Depois de enfrentar a pena de Rui Barbosa, a Marinha tinha agora um novo adversário, o sócio proprietário de diversas empresas em Nova Friburgo em variados ramos de negócio como construção civil, comércio, transporte, incluindo aviação, e agropecuária. Os Spinelli eram a família mais rica do município. O acrimonioso artigo de Augusto Spinelli teve pronta resposta na imprensa do comandante do Sanatório Naval de Nova Friburgo, Capitão de Mar e Guerra, o médico Antônio Ayres de Mendonça. Argumenta que desde tempos imemoriais Nova Friburgo abrigava muitos tuberculosos que para ali acorriam devido às características favoráveis de seu clima à cura da doença. A seguir esclarece que todo esgoto do HT era coletado em uma grande fossa biológica para depuração, antes de ser lançado ao rio. Quanto ao contato dos marujos com a população estavam submetidos ao regimen sanatorial e só eram licenciados uma vez por semana para ir a cidade os que apresentassem negativo o exame do escarro. Ainda segundo o comandante em nada representavam perigo frente a centenas de tuberculosos que livremente habitavam os hotéis, as pensões improvisadas e as casas particulares da cidade, focos ambulantes de disseminação da tuberculose. Conclui declarando que Nova Friburgo era perigoso foco de tuberculose, tifo e outras doenças contagiosas, contaminando as localidades vizinhas pois levava milhões de micróbios procedentes do lançamento direto do esgoto nos rios da cidade, sem o menor tratamento. Augusto Spinelli desculpou-se através da imprensa sobre suas colocações em relação ao HT.
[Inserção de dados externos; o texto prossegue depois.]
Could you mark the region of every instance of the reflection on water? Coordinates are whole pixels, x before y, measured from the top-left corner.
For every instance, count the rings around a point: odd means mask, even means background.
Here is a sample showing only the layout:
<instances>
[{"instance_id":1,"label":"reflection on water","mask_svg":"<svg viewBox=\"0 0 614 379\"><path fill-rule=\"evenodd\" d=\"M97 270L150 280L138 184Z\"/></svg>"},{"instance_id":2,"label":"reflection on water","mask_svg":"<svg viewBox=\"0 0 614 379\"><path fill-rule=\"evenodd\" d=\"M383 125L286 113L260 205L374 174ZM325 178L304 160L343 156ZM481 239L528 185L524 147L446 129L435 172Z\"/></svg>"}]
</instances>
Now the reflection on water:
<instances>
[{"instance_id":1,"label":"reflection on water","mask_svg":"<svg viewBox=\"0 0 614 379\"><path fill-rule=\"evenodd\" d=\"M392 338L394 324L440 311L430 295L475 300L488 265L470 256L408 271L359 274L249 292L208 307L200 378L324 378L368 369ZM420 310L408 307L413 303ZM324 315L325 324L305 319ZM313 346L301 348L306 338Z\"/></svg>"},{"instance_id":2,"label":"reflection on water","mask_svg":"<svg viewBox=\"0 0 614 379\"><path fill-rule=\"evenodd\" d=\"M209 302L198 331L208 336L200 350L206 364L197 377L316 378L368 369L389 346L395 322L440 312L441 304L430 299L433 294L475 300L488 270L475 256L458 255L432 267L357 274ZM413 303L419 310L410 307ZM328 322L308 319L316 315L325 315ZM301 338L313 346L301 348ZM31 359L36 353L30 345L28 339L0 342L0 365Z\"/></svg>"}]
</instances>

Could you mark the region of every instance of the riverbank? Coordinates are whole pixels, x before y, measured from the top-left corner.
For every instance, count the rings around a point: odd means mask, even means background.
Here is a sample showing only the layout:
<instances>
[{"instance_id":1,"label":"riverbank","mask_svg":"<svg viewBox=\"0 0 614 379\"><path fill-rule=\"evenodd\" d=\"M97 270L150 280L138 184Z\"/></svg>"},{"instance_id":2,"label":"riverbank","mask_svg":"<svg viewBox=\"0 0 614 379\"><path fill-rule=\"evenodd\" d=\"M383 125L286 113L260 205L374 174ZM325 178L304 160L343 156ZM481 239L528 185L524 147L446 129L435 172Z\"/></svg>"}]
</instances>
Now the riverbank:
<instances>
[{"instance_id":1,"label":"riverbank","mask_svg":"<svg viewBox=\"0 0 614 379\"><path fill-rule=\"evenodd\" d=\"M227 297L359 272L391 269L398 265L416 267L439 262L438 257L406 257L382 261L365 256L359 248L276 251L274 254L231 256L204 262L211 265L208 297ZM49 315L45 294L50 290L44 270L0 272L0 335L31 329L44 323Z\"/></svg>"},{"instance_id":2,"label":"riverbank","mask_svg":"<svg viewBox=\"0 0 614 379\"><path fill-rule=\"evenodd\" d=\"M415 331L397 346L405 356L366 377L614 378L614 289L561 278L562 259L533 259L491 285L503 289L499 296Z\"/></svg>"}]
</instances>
O bondinho do Sanatório Naval. Acervo F.D. João VI
O bondinho do Sanatório Naval. Acervo F.D. João VI

Ainda na década de 1940 um grupo de médicos abriu um sanatório privado denominado de Santa Therezinha, no bairro Catarcione, hoje desativado. A partir de 1950 com popularização da estreptomicina e a tuberculose tratada com medicamentos, os sanatórios vão sendo gradualmente fechados. Na Suíça alguns deles direcionaram seus serviços para o tratamento de alergia e asma e outros se transformaram em hotéis como o famoso hotel Schatzalp em Davos, que inspirou Thomas Mann no livro Montanha Mágica. O livro trata da vida cotidiana de um sanatório de tuberculosos nos alpes suíços. O Sanatório Naval de Nova Friburgo foi igualmente transformado em hotel. O ambiente senatorial inspirou muitos poetas, compositores e escritores. O tísico Dostoievski transporta para sua obra Crime e Castigo o terror da doença, assim como Stendhal em O Vermelho e o Negro e Victor Hugo em Os miseráveis. O livro A Dama das Camélias de Alexandre Dumas aborda a questão da tuberculose e a personagem principal padece desta doença. Se inspirou em A Dama das Camélias o compositor Giuseppe Verdi que escreveu a ópera La Traviata. O terceiro ato é a tragédia da morte de uma mulher abandonada por ter contraído tuberculose. Giacomo Puccini também se inspirou em A Dama das Camélias e compôs a ópera La Bohème que trata da temática da tuberculose. Os exemplos são inúmeros. Finalmente, no Brasil, o filme Floradas na Serra foi um sucesso na época. A personagem principal é uma tuberculosa que muda-se para Campos do Jordão em busca de cura na serra.